Bajé los escalones como una tortuga lo haría y me acerqué a la clase. Vi que los chicos se acercaban a nosotras junto a su profesor y me quedé sopesando. ¿Por qué los chicos estaban acercándose? Las chicas teníamos clases separadas de los chicos.

—¡Muchachitas! Hoy vamos a trabajar con los chicos y en pareja —habló fuerte y claro. 

¿Por qué, Dios? ¿Por qué?

—Mieeeerda —musité, o eso me pareció que hice.

Miré a mi alrededor cuando sentí que todos me miraban. Observé primero a las chicas y, después, a los chicos. Recorrí la cara de cada uno por un segundo, hasta que deparé en el rostro de Aiden. 

Suspiré profundamente, sabiendo que ese día no sería para nada tranquilo. Pasaría vergüenza, de eso estaba segura. 

—¿Algún problema, Emma? —indagó la profesora y mi mirada fue viajando hacia todas partes.

—No, ninguno, todo bien —respondí con nerviosismo.

—¿Entonces por qué esa acotación? Decir malas palabras te puede traer consecuencias. Son las reglas, lo sabes y todos lo sabemos. 

«Como si a usted no se le hubiese escapado nunca una maldición dentro de la escuela.»

—Es que... —me mordí el labio—. Sentí que me picó algo —mentí y me rasqué el brazo. 
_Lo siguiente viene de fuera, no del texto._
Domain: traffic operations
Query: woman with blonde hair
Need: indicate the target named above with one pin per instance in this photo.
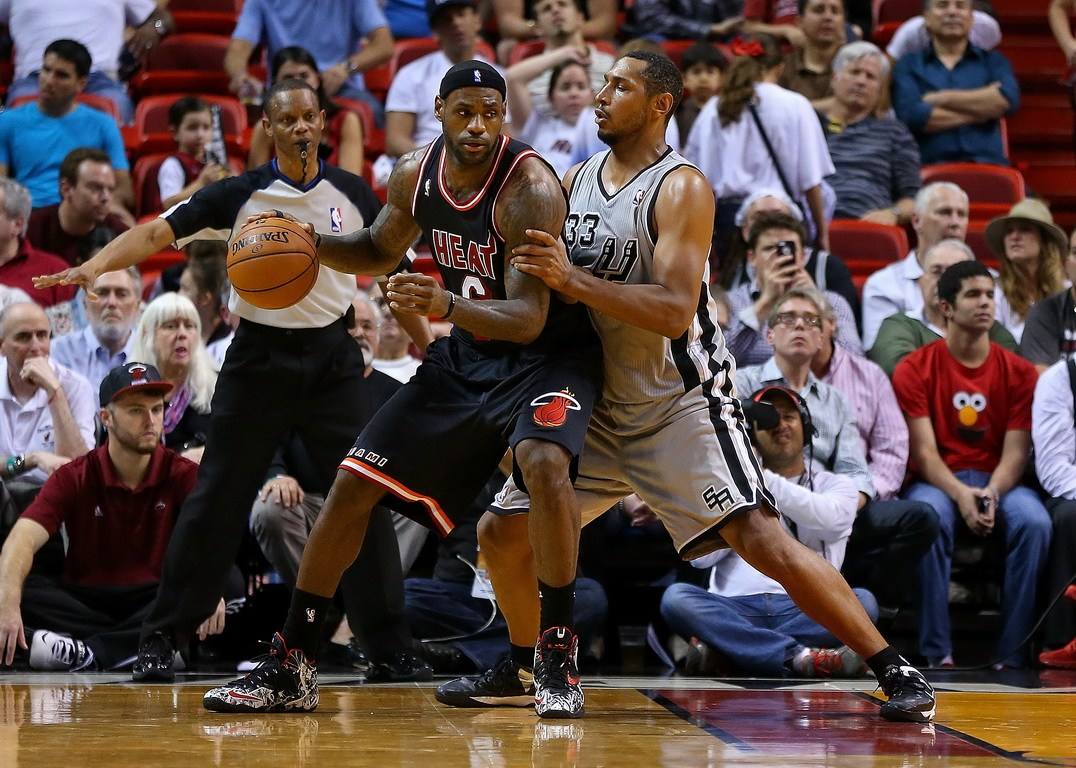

Nadie pareció creerse lo que dije. Definitivamente no había sacado de papá el don para el teatro. Aunque, quizás, si no me hubiese puesto tan nerviosa me habría salido con la mía. 

—No veo que tengas nada —me miró mal, y agaché la mirada, sintiéndome más pequeña de lo que ya era. 

Joder.

—Lo siento —me disculpé. 

—Que no se vuelva a repetir. 

Miré hacia atrás por un segundo para mirar a Kendall. No estaba atenta a lo que yo hacía, parecía estar concentrada en algo de su teléfono. Volví a darme la vuelta y me centré en la endemoniada clase. 

—¡Estamos todos pares ya que una de sus compañeras no se encuentra apta para la actividad! ¡Una mujer y un varón en cada grupo! ¡No se permite más integrantes, no hay discusión!

Bufé.

Contaría los minutos y segundos hasta terminar la clase. Miré hacia todas partes y vi que mis compañeros escogían pareja. No era un hábito de costumbre tener clases con los chicos, y la organización que habían hecho los profes no me gustaba para nada. Me iba a quedar sola hasta ver quién era el único muchacho disponible que quedara para juntarse conmigo. 

No sabía qué era lo que íbamos a hacer de a dos, pero no me cabía duda de que haría el ridículo. Era muy mala en el deporte.

El grupo se esparció a mi alrededor mientras discutían quién se quedaba con quién. Me mareó tanta indecisión por parte de todos. Si se pelearan por ver quién se quedaba conmigo elegiría al primero que viera. Repito, no me gustaba quedarme sola. 

—¿Te gustaría estar conmigo? —preguntó alguien a mis espaldas. Me sobresalté y me di la vuelta con rapidez.

Era James, un integrante del grupo de los más odiosos del curso. Uno de los culpables de dejar mis oídos reventados y mi cabeza a punto de estallar con tanta idiotez formulada. 

—¿Por qué? 

—¿Por qué no? —sonrió—. No muerdo, para que sepas. 

—¿Por qué no te vas con uno de tus amigos? —pregunté, indecisa. 

—Porque la temática es mujer y hombre, ¿recuerdas? 

Asentí. 

Lo habían dicho hace nada y ya lo había olvidado. 

—¿Te molesta que me quede contigo?

—No —respondí. Era lindo que alguien me preguntara eso, no solían hacerlo mucho, pero me resultaba una propuesta extraña. Más proviniendo de él—. Aunque es raro. 

Sonrió. 

—¿Raro por qué? ¿Porque no hablamos nunca?

—Desde que llegué a la escuela jamás cruzamos palabras. 

Su mirada me dio a entender que concordaba conmigo.

—Puede que vaya siendo hora de que lo hagamos.